David Turner III. is an Eugene-Cota Robles Fellow and Ph.D. student in the Social and Cultural Studies in education program at the University of California-Berkeley from Inglewood, California. His research focuses on marginalized groups, community engagement, and participatory research. He received a masters degree in Higher Education from the University of Pennsylvania, and a B.A. in Africana Studies at California State University-Dominguez Hills. David is an advocate for the marginalized communities, with intentions to both provide service and empower them.
This article originally appeared on David Turner’s blog.
3 Comments
Dr. Turner,
I dearly wish I had had this piece to use in class when I taught at Kalamazoo College, where white students often spoke of black communities with breathtaking ignorance or contempt or fear–or all three. Thank you for a witness that should be shared across the country.
Dear soon to be Dr. Turner,
This is a conversation that I have been having with colleagues and students for almost twenty years. My only regret is that you articulated the issue much more thoroughly than I have and that you beat me to the print. As it stands, so many black, brown, yellow, and off-white children and youth are socialized to denigrate their communities through messages disseminated by things such as non-representative teaching and policing forces, through poor and misrepresentation in the popular media, and through disproportionate representation in the criminal justice system, that these direct messages of our home communities as unworthy are an assault on their psyches that we can ill afford. So many of us have either been beneficiaries of or providers of the kinds of supports and your article calls attention to the goodness that exists in our hoods just like any other community in the world. Thank you.

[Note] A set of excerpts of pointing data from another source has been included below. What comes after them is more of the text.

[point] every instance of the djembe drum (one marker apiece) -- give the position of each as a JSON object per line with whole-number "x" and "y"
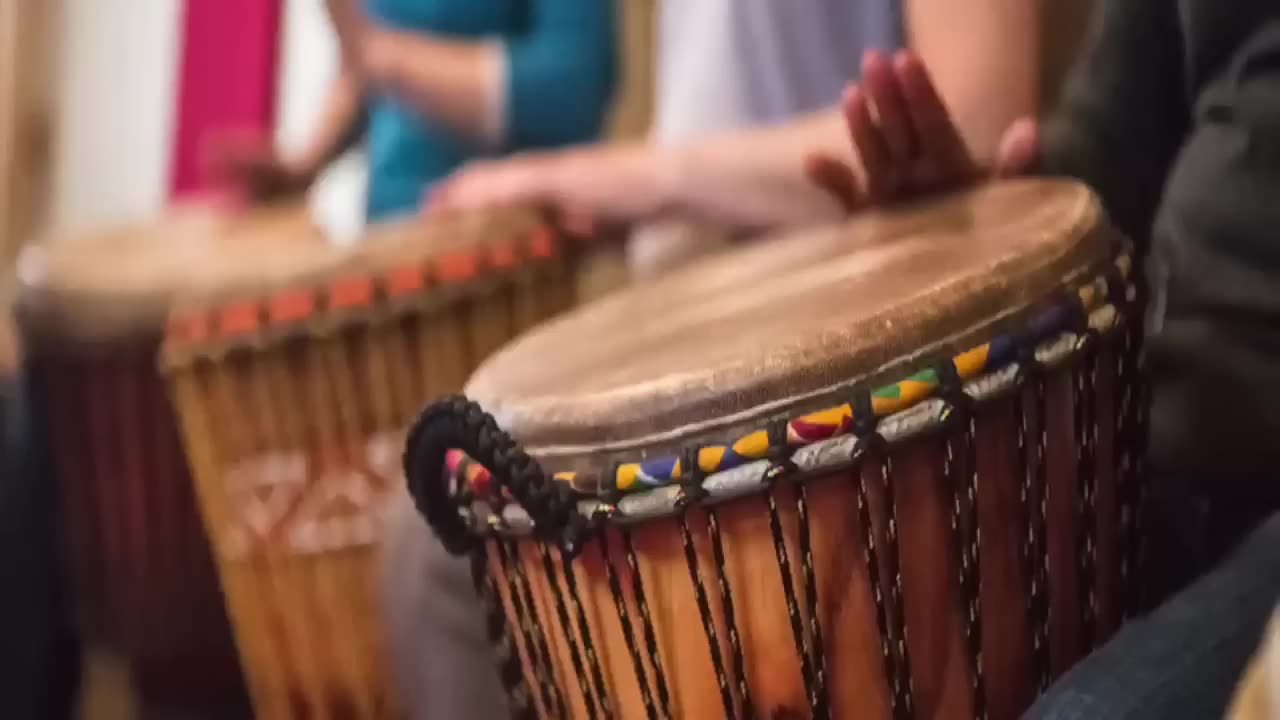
{"x": 874, "y": 470}
{"x": 92, "y": 310}
{"x": 293, "y": 406}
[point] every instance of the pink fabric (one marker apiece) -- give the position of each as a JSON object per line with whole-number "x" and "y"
{"x": 227, "y": 80}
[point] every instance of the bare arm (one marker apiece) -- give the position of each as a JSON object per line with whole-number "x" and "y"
{"x": 984, "y": 63}
{"x": 759, "y": 177}
{"x": 341, "y": 118}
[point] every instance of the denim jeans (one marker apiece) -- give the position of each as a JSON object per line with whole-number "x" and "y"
{"x": 1184, "y": 659}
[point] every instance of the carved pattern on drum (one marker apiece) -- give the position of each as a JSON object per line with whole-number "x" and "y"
{"x": 310, "y": 505}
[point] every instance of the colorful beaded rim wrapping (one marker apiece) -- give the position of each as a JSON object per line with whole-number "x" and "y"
{"x": 254, "y": 322}
{"x": 638, "y": 491}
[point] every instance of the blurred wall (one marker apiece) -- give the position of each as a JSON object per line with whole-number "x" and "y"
{"x": 309, "y": 58}
{"x": 115, "y": 108}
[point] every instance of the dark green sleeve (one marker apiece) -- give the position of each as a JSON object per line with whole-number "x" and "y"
{"x": 1124, "y": 112}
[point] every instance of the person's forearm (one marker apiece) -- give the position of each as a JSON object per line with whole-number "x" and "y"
{"x": 341, "y": 123}
{"x": 984, "y": 62}
{"x": 753, "y": 177}
{"x": 757, "y": 177}
{"x": 455, "y": 82}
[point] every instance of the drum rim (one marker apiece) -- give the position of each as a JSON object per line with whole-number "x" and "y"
{"x": 58, "y": 305}
{"x": 359, "y": 295}
{"x": 615, "y": 490}
{"x": 607, "y": 420}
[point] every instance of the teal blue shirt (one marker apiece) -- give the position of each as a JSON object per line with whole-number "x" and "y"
{"x": 560, "y": 72}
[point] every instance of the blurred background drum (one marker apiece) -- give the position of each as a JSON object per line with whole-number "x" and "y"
{"x": 91, "y": 309}
{"x": 876, "y": 470}
{"x": 293, "y": 406}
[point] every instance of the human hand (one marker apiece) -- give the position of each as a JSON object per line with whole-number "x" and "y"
{"x": 248, "y": 167}
{"x": 588, "y": 187}
{"x": 908, "y": 142}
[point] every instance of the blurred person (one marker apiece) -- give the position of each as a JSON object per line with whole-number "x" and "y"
{"x": 432, "y": 83}
{"x": 737, "y": 112}
{"x": 1173, "y": 117}
{"x": 727, "y": 145}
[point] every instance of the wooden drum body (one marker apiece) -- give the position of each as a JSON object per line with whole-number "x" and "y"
{"x": 293, "y": 406}
{"x": 92, "y": 311}
{"x": 880, "y": 470}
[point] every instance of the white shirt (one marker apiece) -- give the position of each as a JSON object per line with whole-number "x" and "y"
{"x": 732, "y": 63}
{"x": 725, "y": 64}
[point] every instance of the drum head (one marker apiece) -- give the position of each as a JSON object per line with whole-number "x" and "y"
{"x": 792, "y": 323}
{"x": 120, "y": 283}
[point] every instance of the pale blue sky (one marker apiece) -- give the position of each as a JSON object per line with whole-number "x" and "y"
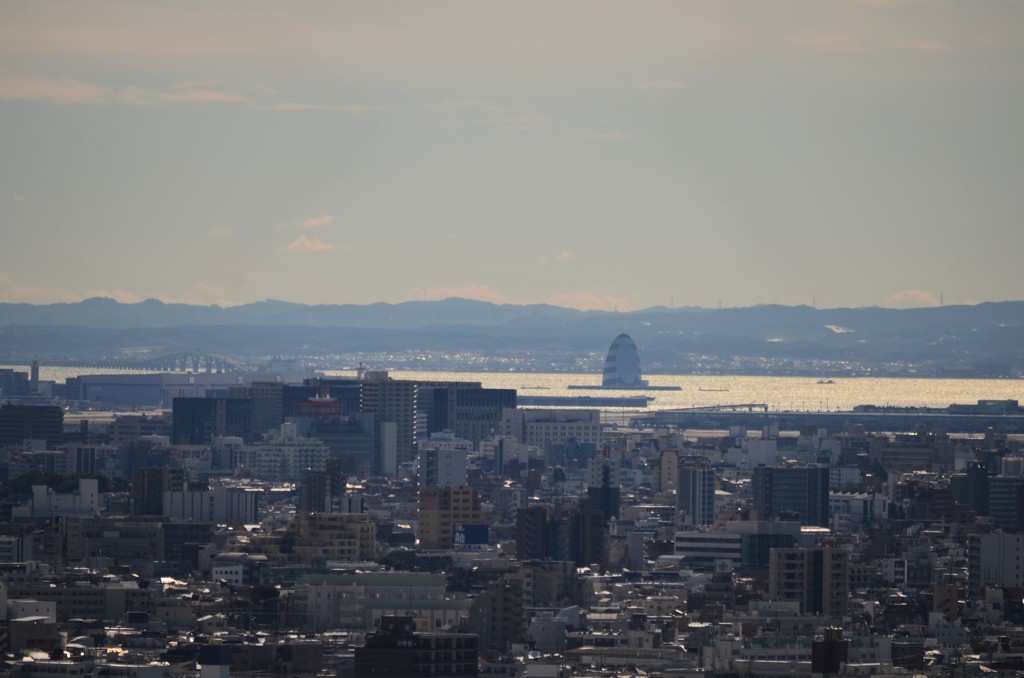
{"x": 585, "y": 154}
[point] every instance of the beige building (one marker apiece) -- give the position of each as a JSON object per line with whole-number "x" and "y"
{"x": 441, "y": 509}
{"x": 334, "y": 537}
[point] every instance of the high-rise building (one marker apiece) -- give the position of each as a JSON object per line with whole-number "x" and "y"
{"x": 818, "y": 579}
{"x": 695, "y": 491}
{"x": 398, "y": 651}
{"x": 587, "y": 537}
{"x": 442, "y": 468}
{"x": 792, "y": 493}
{"x": 267, "y": 403}
{"x": 440, "y": 509}
{"x": 994, "y": 560}
{"x": 31, "y": 422}
{"x": 148, "y": 485}
{"x": 203, "y": 420}
{"x": 532, "y": 537}
{"x": 391, "y": 401}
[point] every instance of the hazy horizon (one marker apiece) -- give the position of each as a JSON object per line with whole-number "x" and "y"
{"x": 843, "y": 154}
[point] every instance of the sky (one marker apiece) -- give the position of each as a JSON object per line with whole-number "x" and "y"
{"x": 594, "y": 155}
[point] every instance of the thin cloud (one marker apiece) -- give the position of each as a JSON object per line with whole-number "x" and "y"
{"x": 203, "y": 95}
{"x": 317, "y": 221}
{"x": 825, "y": 42}
{"x": 910, "y": 299}
{"x": 305, "y": 244}
{"x": 50, "y": 90}
{"x": 660, "y": 84}
{"x": 466, "y": 103}
{"x": 922, "y": 46}
{"x": 518, "y": 123}
{"x": 69, "y": 91}
{"x": 488, "y": 114}
{"x": 354, "y": 109}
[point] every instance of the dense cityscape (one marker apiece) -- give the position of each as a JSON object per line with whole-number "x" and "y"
{"x": 213, "y": 522}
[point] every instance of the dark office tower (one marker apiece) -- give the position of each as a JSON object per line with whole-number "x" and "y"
{"x": 818, "y": 579}
{"x": 398, "y": 651}
{"x": 478, "y": 412}
{"x": 203, "y": 420}
{"x": 148, "y": 485}
{"x": 314, "y": 493}
{"x": 605, "y": 495}
{"x": 267, "y": 398}
{"x": 391, "y": 401}
{"x": 194, "y": 421}
{"x": 13, "y": 384}
{"x": 587, "y": 536}
{"x": 798, "y": 493}
{"x": 977, "y": 486}
{"x": 532, "y": 539}
{"x": 497, "y": 616}
{"x": 24, "y": 422}
{"x": 695, "y": 491}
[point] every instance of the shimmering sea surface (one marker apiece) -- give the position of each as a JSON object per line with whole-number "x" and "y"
{"x": 792, "y": 393}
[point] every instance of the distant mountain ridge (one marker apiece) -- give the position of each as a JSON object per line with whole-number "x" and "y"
{"x": 966, "y": 340}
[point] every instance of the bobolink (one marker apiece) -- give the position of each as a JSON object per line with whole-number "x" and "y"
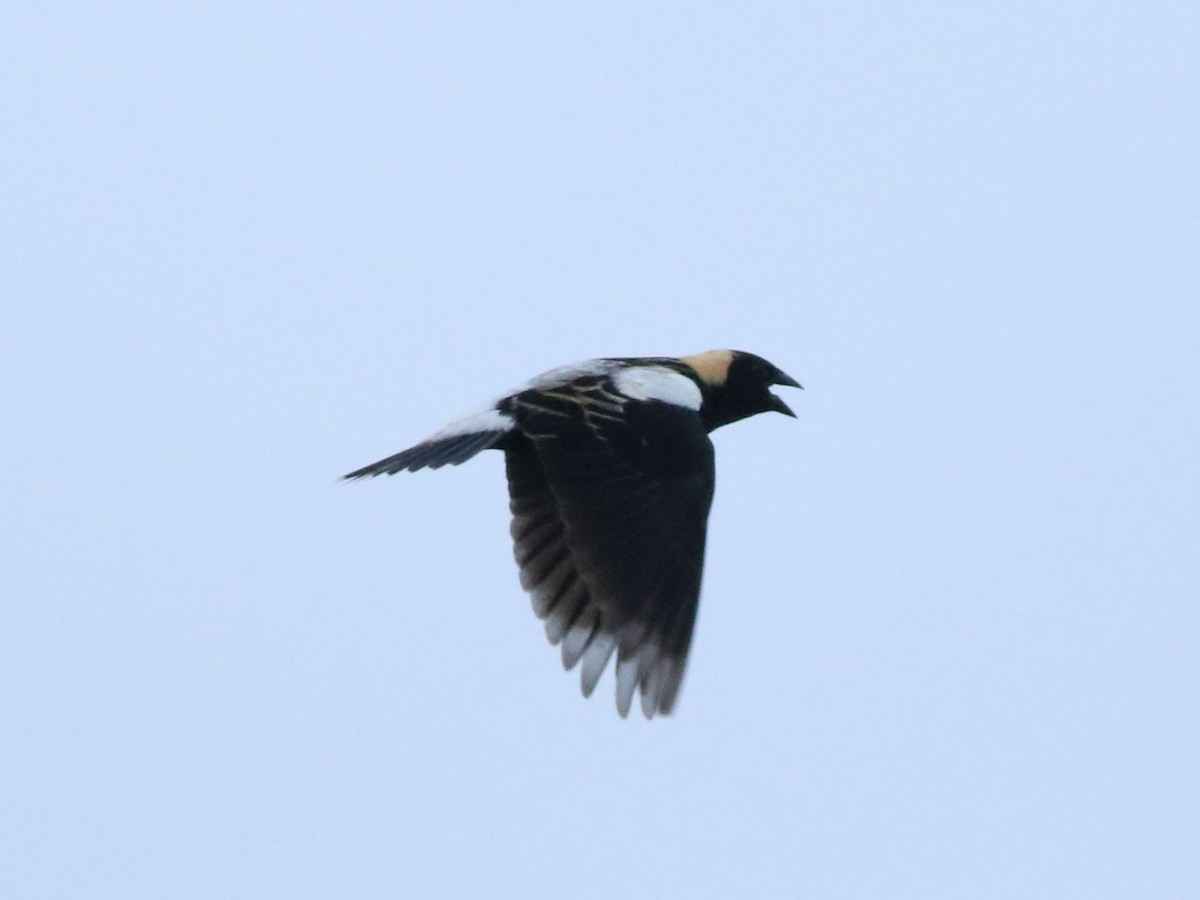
{"x": 610, "y": 473}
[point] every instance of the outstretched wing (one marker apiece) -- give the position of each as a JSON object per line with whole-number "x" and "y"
{"x": 610, "y": 486}
{"x": 454, "y": 444}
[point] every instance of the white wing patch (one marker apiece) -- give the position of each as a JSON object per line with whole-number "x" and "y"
{"x": 487, "y": 420}
{"x": 564, "y": 375}
{"x": 658, "y": 383}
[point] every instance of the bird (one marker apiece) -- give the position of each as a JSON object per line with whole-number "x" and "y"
{"x": 611, "y": 474}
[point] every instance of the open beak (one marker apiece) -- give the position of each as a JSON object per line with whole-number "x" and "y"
{"x": 784, "y": 381}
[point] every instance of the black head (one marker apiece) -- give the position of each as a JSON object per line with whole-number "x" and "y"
{"x": 737, "y": 385}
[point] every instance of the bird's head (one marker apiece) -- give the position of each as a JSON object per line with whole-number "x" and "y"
{"x": 736, "y": 385}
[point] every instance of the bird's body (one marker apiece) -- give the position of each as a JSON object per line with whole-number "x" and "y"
{"x": 611, "y": 475}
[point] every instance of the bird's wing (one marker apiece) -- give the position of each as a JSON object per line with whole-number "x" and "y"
{"x": 610, "y": 497}
{"x": 454, "y": 444}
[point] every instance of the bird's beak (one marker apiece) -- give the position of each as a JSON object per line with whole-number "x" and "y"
{"x": 784, "y": 381}
{"x": 779, "y": 406}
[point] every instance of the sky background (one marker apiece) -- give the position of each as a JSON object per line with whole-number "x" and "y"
{"x": 948, "y": 642}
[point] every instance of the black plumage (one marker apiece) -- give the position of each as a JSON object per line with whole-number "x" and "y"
{"x": 611, "y": 477}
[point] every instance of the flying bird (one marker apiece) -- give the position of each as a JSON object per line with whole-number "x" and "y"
{"x": 611, "y": 474}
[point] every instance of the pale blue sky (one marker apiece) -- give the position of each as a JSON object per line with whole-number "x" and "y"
{"x": 948, "y": 641}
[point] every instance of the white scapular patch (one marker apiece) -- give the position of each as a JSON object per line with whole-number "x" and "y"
{"x": 564, "y": 375}
{"x": 658, "y": 383}
{"x": 489, "y": 420}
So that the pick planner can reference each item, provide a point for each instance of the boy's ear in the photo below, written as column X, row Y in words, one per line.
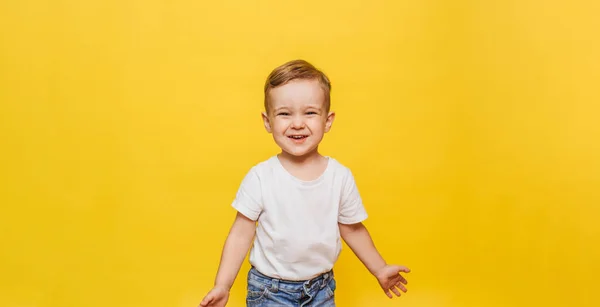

Dear soon to be Dr. Turner,
Thanks for keeping it real and allowing Praxis Center to share this real, uncensored talk on its site. You’re right when you say, “It is your responsibility to create change.” It is yours, it is mine, it is OUR responsibility to do what we can to make our communities a bit better. I ain’t never left the “hood” & I’m glad you too will never leave. It is embedded in us and it needs each and every one of us.
Sincerely,
Just another South Central neighbor.